Over time, more and more lines were converted back to public use. In 1992, a local route became the 500th rail trail in the US. It goes from the MBTA station in Cambridge paralleling Massachusetts Avenue all the way through Arlington, Lexington, and Concord. You might know this as the "Battle Road", and it's usually full of bikes, skaters, walkers and strollers from the instant the last snow melts until it fills back up again.
Sounds great, right? But of course, there's opposition to these things. We all know them - Not In MY Backyard. Somebody, usually a vocal minority, opposes things for the common good on the grounds that "I don't like it." Massachusetts has a long history of such things that I won't bore you with...but I will mention one, and this group has sparked my intense hatred of NIMBYs for much of the past 20 years or so.
Next to Lexington and Concord is Hanscom Field, in the neighboring town of Bedford. In the middle 1990s, a small outfit started commuter flights between there and Teterboro airport in New Jersey. They were never able to make any money at it, and of course they were opposed by significant numbers of people in the neighboring communities who were shocked - SHOCKED! to find they lived next to an active airport and Air Force base. I always hoped the President would transfer a tactical fighter wing there, but that's a story for another day. You probably know of the NIMBYs greatest triumph here - we could have had an Olympics. But we're not.
But to make like Stephen King and wrap it up in two sentences...west of here lie the exclusive bedroom communities of Weston, Wayland, and Sudbury. These towns are full of expensive homes, vast fields and open space, and not much else. Of course there's an abandoned rail line through there that used to connect Northampton and Boston.

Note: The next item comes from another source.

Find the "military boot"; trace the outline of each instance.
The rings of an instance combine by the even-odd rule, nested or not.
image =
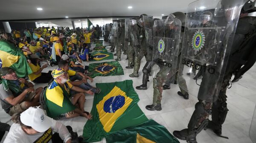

For the past 20 years there's been a movement to convert the 104-mile length of the old line to something called the Mass Central Rail Trail
. Almost since the instant it was announced, those exclusive communities announced opposition plans to it. Three or Four years ago now, the Rail Trail group decided to move forward with the trail where it could, and bypass those towns where it couldn't. (I myself am an abutter; the proposed trail passes within 100 yards of my back door here in Waltham.)
Sudbury, Wayland, and Weston were satisfied and smug with themselves until Eversource saw the abandoned rail line running through those towns and thought it would be a great place to put high-voltage electric transmission lines.
Bet that rail trail is sounding pretty good now, eh?